Marketers bring Web3 to the FIFA World Cup with augmented reality, NFTs and virtual worlds

With more than a million football fans expected to visit Qatar during the FIFA World Cup, brands and tech companies are hoping to score points beyond the Middle East region.

The month-Fri tournament, which begins this weekend, will be the first World Cup since Russia in 2018 to enter the “Web3” global lexicon. Now, Official and unofficial sponsors of NFTs; virtual worlds; Augmented reality tools are hoping to capitalize on the hype like linear TV and traditional social media. On the decline.

The collaborations are as diverse as the teams in the competition. for example, In a new World Cup ad from Adidas, the Bored Ape Yacht Club NFT character appears alongside soccer stars Lionel Messi and Karim Benzema. Meanwhile, Other brands such as Visa; Crypto exchange Crypto.com and Swiss watchmaker Hublot are testing new platforms as part of their Qatar 2022 marketing efforts, helping fans create digital art or explore virtual stadiums.
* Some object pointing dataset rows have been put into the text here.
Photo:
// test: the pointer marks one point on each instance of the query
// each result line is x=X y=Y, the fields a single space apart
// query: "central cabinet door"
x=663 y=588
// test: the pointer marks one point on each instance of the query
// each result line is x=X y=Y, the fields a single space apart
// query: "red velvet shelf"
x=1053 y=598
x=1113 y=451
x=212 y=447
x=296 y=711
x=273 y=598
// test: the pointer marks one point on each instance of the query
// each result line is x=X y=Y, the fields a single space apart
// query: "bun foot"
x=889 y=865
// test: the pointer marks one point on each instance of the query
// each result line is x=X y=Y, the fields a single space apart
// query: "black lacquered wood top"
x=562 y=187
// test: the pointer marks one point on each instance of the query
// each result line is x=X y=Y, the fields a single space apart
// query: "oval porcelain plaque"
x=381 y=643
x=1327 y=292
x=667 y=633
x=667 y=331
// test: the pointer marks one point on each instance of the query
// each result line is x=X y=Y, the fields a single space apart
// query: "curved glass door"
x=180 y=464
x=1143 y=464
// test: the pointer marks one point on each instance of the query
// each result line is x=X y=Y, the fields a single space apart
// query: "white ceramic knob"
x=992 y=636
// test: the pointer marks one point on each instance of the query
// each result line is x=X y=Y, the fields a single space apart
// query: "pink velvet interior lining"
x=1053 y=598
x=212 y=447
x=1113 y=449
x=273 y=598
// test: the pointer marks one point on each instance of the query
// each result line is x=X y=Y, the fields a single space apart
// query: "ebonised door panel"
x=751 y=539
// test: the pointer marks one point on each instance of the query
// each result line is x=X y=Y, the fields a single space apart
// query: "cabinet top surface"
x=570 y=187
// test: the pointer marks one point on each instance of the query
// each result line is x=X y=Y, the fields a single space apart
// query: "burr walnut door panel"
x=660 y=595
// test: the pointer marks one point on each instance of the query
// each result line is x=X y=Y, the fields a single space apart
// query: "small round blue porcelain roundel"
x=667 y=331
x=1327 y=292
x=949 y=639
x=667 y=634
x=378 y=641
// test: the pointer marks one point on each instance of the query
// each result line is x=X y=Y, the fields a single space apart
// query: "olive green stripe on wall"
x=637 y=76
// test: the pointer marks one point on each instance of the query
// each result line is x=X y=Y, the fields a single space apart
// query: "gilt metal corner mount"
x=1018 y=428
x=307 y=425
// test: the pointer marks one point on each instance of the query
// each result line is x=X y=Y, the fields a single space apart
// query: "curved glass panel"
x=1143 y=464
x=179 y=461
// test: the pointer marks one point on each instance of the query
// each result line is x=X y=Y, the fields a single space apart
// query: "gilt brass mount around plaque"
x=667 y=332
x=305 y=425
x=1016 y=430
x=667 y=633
When testing new technologies; The World Cup may be a better bet than any other sport. According to Kantar’s survey of 29,500 football fans from 31 major global markets, football fans seek innovative experiences; More football fans than the global average make friends and buy the latest technology via the internet. They have the potential to earn higher incomes; includes a slightly younger audience; Considered early adopters, they use TV or video viewing.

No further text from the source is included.